Dominé jusqu’à maintenant par Huawei et Ericsson, le déploiement du réseau 5G au Canada compte maintenant un troisième grand joueur : Samsung, dont le partenariat avec Vidéotron a été annoncé vendredi matin.

Karim Benessaieh Karim Benessaieh
La Presse

« Nous sommes très excités, c’est notre premier contrat pour un réseau remporté au Canada, s’est réjoui en entrevue Stephen Wiktorski, patron du Samsung Networks au sein de Samsung Canada. Vidéotron a constaté que nous étions un bon partenaire : nous avons une technologie 5G éprouvée. »

Le tour du monde

Chez Vidéotron, un porte-parole a précisé par courriel qu’on visait « une mise en service graduelle [du] réseau 5G au courant de l’année 2020 ». Dans un premier temps, Samsung s’occupera de l’amélioration du réseau LTE actuel de Vidéotron, ce qu’on appelle le LTE Advanced, ou LTE-A. Excluant les partenariats avec Rogers, le réseau de Vidéotron couvre essentiellement un large corridor entre Québec et Rimouski, avec des zones supplémentaires au Saguenay et en Abitibi.

SAISIE D’ÉCRAN LA PRESSE

La couverture cellulaire actuelle de Vidéotron.

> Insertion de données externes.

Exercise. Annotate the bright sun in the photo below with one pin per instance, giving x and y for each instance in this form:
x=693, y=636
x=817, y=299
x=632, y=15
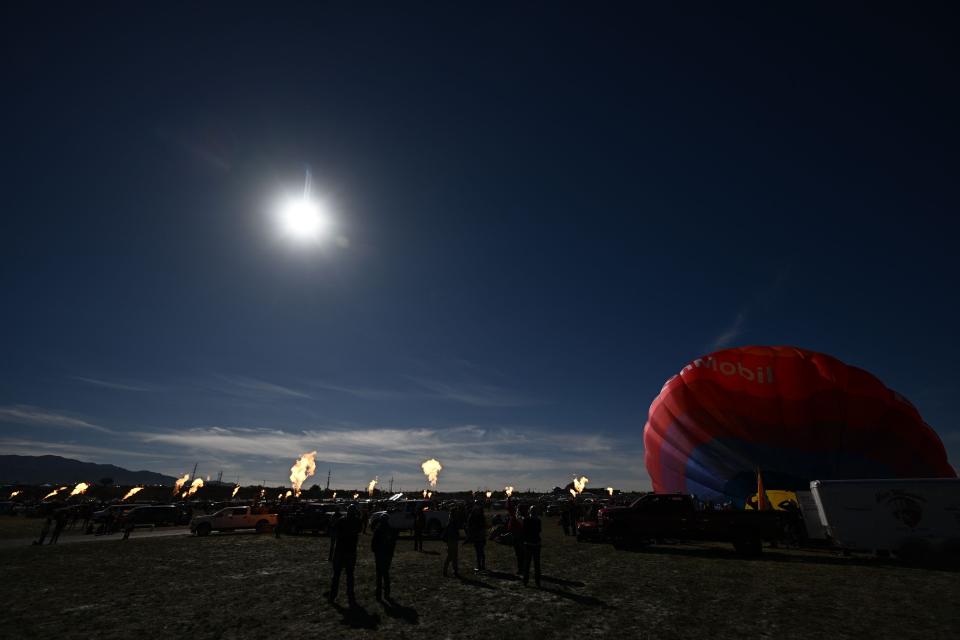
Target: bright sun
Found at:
x=303, y=219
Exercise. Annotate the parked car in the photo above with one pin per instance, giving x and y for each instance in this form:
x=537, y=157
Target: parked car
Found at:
x=153, y=516
x=673, y=516
x=400, y=514
x=314, y=517
x=233, y=518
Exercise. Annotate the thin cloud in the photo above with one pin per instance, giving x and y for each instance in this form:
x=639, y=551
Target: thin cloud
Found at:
x=26, y=414
x=479, y=395
x=731, y=333
x=472, y=455
x=107, y=384
x=258, y=389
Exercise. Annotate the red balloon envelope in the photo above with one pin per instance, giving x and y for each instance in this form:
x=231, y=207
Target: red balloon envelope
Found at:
x=797, y=415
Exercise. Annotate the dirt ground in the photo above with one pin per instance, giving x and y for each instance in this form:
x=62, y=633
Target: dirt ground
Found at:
x=256, y=586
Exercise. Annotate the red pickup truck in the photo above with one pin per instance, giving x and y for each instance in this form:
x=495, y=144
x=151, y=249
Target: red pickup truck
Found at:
x=660, y=516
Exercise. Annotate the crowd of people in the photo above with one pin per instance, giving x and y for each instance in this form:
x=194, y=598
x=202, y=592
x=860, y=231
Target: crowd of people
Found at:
x=522, y=530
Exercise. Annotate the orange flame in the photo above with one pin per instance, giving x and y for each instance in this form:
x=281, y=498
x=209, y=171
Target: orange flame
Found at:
x=303, y=468
x=53, y=493
x=194, y=486
x=431, y=469
x=80, y=488
x=580, y=483
x=179, y=483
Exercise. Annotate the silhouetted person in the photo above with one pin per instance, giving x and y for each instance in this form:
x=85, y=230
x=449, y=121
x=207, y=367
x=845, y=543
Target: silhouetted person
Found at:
x=531, y=546
x=383, y=544
x=60, y=521
x=451, y=536
x=332, y=532
x=477, y=534
x=45, y=530
x=419, y=522
x=345, y=552
x=515, y=527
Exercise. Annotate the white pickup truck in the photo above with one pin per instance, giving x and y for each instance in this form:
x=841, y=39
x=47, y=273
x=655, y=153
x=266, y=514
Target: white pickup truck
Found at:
x=233, y=518
x=400, y=515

« Nous avons fait le tour de la planète afin de trouver le fournisseur le mieux placé pour répondre aux besoins évolutifs de nos clients, a déclaré par communiqué Jean-François Pruneau, président et chef de la direction de Vidéotron. Le choix de Samsung comme fournisseur n’est pas le fruit du hasard, nous sommes convaincus qu’ils représentent la meilleure option. »

Les déboires du Huawei

Samsung est peu connue au Canada pour ses activités d’équipementier. Bell et TELUS, par exemple, considèrent Huawei pour l’implantation de leur futur réseau 5G, tandis que Rogers fait confiance à Ericsson. Samsung a pourtant fait sa marque dans son pays d’origine, la Corée du Sud, où elle est le grand maître d’œuvre du premier réseau 5G commercial qui a été implanté en avril dernier. « Nous avons vendu 4 millions de téléphones 5G en Corée, explique M. Wiktorski. Nous sommes les seuls à couvrir la technologie 5G de bout en bout. » Aux États-Unis, elle est l’un des partenaires choisis par trois des quatre grands fournisseurs, Verizon, AT & T et Sprint.

Samsung profite-t-elle de la méfiance à l’égard de Huawei, bannie par les États-Unis et l’Australie qui l’accusent d’être au service du gouvernement chinois ? « Nous ne nous concentrons pas sur nos concurrents, mais écoutons nos clients, nos partenaires et leurs besoins », répond avec diplomatie M. Wiktorski. Chose certaine, Samsung espère obtenir d’autres contrats de ce type au Canada. « Absolument ! Nous parlons à tout le monde. »

Pas avant 2025

Techniquement, au Québec et dans la région d’Ottawa, Samsung fournira à Vidéotron l’infrastructure des antennes d’émission cellulaire, ce qui inclut des unités radio, de traitement numérique et de redistribution à grande échelle du signal, appelé Massive MIMO. Le 5G sera déployé dans trois grandes bandes de fréquence, mais seule la plus basse, dans les 600 MHz, a été attribuée au Canada par enchères en mars dernier. On s’attend à ce que les dernières enchères, celles visant les prometteuses ondes millimétriques autour de 24 GHz, aient lieu en 2021. Le nombre d’antennes pour ce réseau promet d’exploser, les ondes millimétriques ayant une portée d’à peine quelques centaines de mètres. Dans un document interne, à titre d’exemple, la Ville de Montréal estimait en mai dernier que de 40 à 60 000 antennes 5G seraient déployées sur son territoire, essentiellement sur le mobilier urbain, alors qu’on en compte présentement 1200 pour le 4G.

Le 5G, dont la norme internationale n’a même pas encore été définie, permet une bande passante inégalée, une latence quasi inexistante et la capacité de connecter jusqu’à 1 million d’appareils au kilomètre carré. Selon les experts, il faudra attendre vers 2025 avant qu’elle fasse réellement son entrée dans la vie des consommateurs canadiens, bien que plusieurs projets à plus petite échelle aient déjà été mis sur pied.